Hickling Broad - From October to March the raptor roost at Hickling Broad provides excellent views of raptors as they fly in to roost. You can see hundreds of marsh harriers – a bird which remains rarer than golden eagles as a British breeding species - hen harriers, merlin and barn owl. It is also possibly the best place in Britain to view wild common cranes.
Suffolk Wildlife Trust
Lackford Lakes - A former gravel pit complex by the river Lark, consisting of meadows, woodland, reedbeds and streams. Superb for wildfowl in both winter and summer, Lackford attracts tufted duck, teal, pochard, gadwall, shoveler and goosander. The large winter gull roost can number 28,000.
Hampshire and Isle of Wight Wildlife Trust
Blashford Lakes - A series of former gravel pits attract large numbers of wintering wildfowl, including up to 900 gadwall. On winter evenings, dozens of goosander fly in to spend the night roosting on the water.
Farlington Marshes - One of the Trust's oldest reserves, which comes alive in winter as it plays host to huge numbers of wildfowl. There are thousands of dark bellied brent geese, wigeon and teal, as well as wading birds like avocet, redshank and dunlin.
Kent Wildlife Trust
Oare Marshes - This mosaic of wetland habitats, including grazing marsh and reedbed, is of international importance for overwintering wetland birds.
Somerset Wildlife Trust
Catcott Complex - Internationally important numbers of ducks including wigeon, pintail, shoveler and teal rub up against each other on the flooded fields while waders such as lapwing and snipe pick their way around the drier land. Also watch for Bewick’s swans, golden plover and whimbrel.
Sussex Wildlife Trust
Rye Harbour - Shingle, saltmarsh, sand dunes, rivers, pits, grazing marsh, reedbeds and farmland make this a great place to see a wide variety of wildfowl and wading birds, including brent geese, wigeon, teal and shoveler.
Wiltshire Wildlife Trust
Langford Lakes - Many ducks, including tufted duck, pochard, gadwall, shoveler, wigeon, goosander and goldeneye use the lakes as wintering grounds.

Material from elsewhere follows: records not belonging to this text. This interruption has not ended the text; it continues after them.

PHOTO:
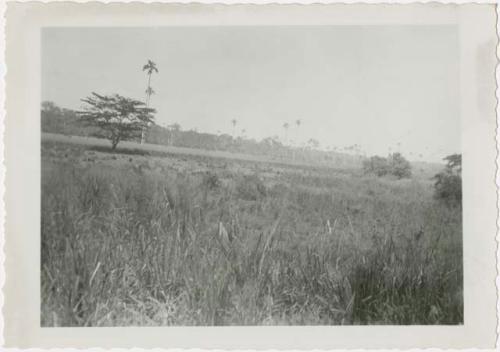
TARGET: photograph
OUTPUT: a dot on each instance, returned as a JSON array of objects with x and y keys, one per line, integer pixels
[{"x": 251, "y": 175}]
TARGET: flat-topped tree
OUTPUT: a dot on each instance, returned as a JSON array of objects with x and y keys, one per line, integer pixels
[{"x": 116, "y": 117}]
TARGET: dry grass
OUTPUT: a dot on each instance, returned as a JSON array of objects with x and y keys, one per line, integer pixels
[{"x": 142, "y": 240}]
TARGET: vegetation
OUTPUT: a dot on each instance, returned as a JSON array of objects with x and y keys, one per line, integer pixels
[
  {"x": 146, "y": 240},
  {"x": 448, "y": 183},
  {"x": 395, "y": 164},
  {"x": 115, "y": 117},
  {"x": 65, "y": 121},
  {"x": 150, "y": 68}
]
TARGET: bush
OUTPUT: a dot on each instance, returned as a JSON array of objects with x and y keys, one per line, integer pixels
[
  {"x": 399, "y": 166},
  {"x": 211, "y": 181},
  {"x": 448, "y": 183},
  {"x": 251, "y": 187},
  {"x": 395, "y": 165}
]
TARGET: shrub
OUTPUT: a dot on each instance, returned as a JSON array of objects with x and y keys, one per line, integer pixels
[
  {"x": 376, "y": 165},
  {"x": 251, "y": 187},
  {"x": 399, "y": 166},
  {"x": 211, "y": 181},
  {"x": 448, "y": 183},
  {"x": 395, "y": 165}
]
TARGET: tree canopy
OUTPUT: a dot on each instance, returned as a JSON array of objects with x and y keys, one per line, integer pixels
[{"x": 117, "y": 118}]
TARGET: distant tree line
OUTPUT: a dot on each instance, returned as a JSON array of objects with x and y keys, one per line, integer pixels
[{"x": 55, "y": 119}]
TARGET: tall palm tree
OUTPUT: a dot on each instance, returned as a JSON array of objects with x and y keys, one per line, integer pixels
[
  {"x": 150, "y": 68},
  {"x": 298, "y": 123},
  {"x": 286, "y": 125}
]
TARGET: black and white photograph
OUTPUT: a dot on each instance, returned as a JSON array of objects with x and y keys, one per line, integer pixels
[{"x": 253, "y": 175}]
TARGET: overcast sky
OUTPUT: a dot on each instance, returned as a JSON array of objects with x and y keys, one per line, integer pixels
[{"x": 375, "y": 86}]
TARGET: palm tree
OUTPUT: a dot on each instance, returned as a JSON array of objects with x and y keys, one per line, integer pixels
[
  {"x": 286, "y": 125},
  {"x": 298, "y": 122},
  {"x": 150, "y": 68}
]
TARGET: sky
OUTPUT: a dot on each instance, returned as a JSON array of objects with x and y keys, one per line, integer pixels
[{"x": 384, "y": 88}]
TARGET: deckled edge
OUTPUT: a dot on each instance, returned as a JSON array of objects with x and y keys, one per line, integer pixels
[
  {"x": 497, "y": 175},
  {"x": 3, "y": 70}
]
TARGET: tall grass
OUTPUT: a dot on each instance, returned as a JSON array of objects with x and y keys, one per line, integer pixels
[{"x": 130, "y": 245}]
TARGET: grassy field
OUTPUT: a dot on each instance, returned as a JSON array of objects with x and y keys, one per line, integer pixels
[{"x": 145, "y": 238}]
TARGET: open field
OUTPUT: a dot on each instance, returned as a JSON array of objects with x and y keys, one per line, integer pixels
[{"x": 138, "y": 238}]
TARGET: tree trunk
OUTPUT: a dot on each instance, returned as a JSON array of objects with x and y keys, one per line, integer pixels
[{"x": 143, "y": 132}]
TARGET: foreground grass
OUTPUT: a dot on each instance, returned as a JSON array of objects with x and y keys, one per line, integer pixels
[{"x": 145, "y": 241}]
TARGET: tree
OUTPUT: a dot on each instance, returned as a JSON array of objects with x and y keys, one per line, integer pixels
[
  {"x": 298, "y": 123},
  {"x": 399, "y": 166},
  {"x": 150, "y": 68},
  {"x": 117, "y": 118},
  {"x": 234, "y": 122},
  {"x": 286, "y": 125},
  {"x": 448, "y": 183},
  {"x": 395, "y": 165}
]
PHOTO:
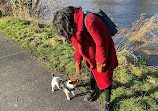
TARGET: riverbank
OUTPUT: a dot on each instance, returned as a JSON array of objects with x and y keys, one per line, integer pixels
[{"x": 135, "y": 85}]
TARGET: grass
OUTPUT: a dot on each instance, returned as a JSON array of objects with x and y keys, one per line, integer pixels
[{"x": 135, "y": 86}]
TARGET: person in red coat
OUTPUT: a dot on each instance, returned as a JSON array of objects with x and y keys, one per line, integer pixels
[{"x": 95, "y": 46}]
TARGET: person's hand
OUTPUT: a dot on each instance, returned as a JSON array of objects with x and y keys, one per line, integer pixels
[
  {"x": 78, "y": 72},
  {"x": 101, "y": 67},
  {"x": 78, "y": 67}
]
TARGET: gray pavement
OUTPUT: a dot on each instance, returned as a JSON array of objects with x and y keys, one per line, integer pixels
[{"x": 25, "y": 83}]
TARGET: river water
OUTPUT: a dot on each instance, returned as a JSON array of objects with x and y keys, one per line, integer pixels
[{"x": 123, "y": 12}]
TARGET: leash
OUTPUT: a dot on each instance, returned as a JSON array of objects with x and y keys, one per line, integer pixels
[{"x": 12, "y": 54}]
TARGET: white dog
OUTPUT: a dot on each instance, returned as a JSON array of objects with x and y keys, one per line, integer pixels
[{"x": 66, "y": 86}]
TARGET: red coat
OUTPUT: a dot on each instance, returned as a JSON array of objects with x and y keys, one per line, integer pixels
[{"x": 96, "y": 46}]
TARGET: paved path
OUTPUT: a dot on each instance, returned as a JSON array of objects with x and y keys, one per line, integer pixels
[{"x": 25, "y": 83}]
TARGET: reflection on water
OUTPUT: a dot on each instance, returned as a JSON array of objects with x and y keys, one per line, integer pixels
[{"x": 124, "y": 12}]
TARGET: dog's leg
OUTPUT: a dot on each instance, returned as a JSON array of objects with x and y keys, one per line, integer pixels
[
  {"x": 73, "y": 93},
  {"x": 67, "y": 94}
]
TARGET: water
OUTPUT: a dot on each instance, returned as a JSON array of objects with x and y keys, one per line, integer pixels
[{"x": 123, "y": 12}]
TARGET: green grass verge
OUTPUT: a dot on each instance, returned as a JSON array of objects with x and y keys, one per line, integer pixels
[{"x": 135, "y": 88}]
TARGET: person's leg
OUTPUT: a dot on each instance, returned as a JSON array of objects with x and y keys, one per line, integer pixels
[
  {"x": 91, "y": 96},
  {"x": 92, "y": 81},
  {"x": 107, "y": 98}
]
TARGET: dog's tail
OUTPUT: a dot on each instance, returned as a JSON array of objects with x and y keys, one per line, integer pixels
[{"x": 52, "y": 75}]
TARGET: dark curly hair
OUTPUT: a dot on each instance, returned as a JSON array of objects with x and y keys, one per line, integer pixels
[{"x": 63, "y": 22}]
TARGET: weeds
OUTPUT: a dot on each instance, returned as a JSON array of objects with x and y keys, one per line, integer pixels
[{"x": 135, "y": 84}]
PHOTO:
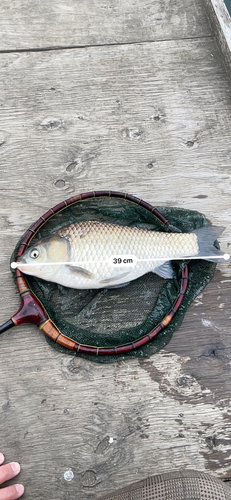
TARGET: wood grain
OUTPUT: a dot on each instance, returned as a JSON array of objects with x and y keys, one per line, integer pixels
[
  {"x": 32, "y": 25},
  {"x": 151, "y": 119}
]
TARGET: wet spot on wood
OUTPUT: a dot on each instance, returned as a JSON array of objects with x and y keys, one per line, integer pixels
[
  {"x": 201, "y": 196},
  {"x": 104, "y": 445},
  {"x": 132, "y": 133},
  {"x": 190, "y": 144},
  {"x": 51, "y": 124}
]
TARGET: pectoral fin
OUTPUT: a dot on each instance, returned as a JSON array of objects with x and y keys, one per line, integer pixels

You might also spot an elusive bittern.
Radnorshire Wildlife Trust
Llanbwchllyn - In winter this reserve is important for wintering ducks, with mallard, teal, tufted duck and pochard commonly seen, though goldeneye is now a rare winter visitor.
Pwllpatti - A bird hide overlooking an old ox-bow of the River Wye which floods in winter, attracting the largest wigeon roost in Powys. You could also see tufted duck, coot, mallard, little egret, teal and occasionally pochard and gadwall.
The Wildlife Trust of South & West Wales
Teifi Marshes - One of the best wetland sites in Wales, attracting large numbers of wintering wildfowl like teal and wigeon. Water rail, snipe, curlew and lapwing are also regular winter visitors.
Montrose Basin - Tidal basin with mud, fresh and salt water, saltmarsh, reedbed and grassland. Pink-footed geese numbers peak in October, with a record count of 90,000, before trailing off in November, though some are present throughout winter. There are also usually about 2,000 overwintering redshank and eider, 3,000 wigeon, 4,000 oystercatchers and perhaps even more knot.
How to do it
Wrap up warm and head to your local wetland with a pair of binoculars. Ducks are usually much easier to spot than most birds, but rarer species can be hidden amongst flocks of common visitors. Diving ducks like goldeneye and smew are easily overlooked, as they sometimes only surface for a few seconds between dives, so keep scanning!
If you can't get to these places
Almost any large body of water can attract wintering wildfowl, so check your Wildlife Trust’s website to find a suitable reserve near you. The goosander, an elegant saw-billed diving duck, sometimes spends the winter on urban rivers and canals.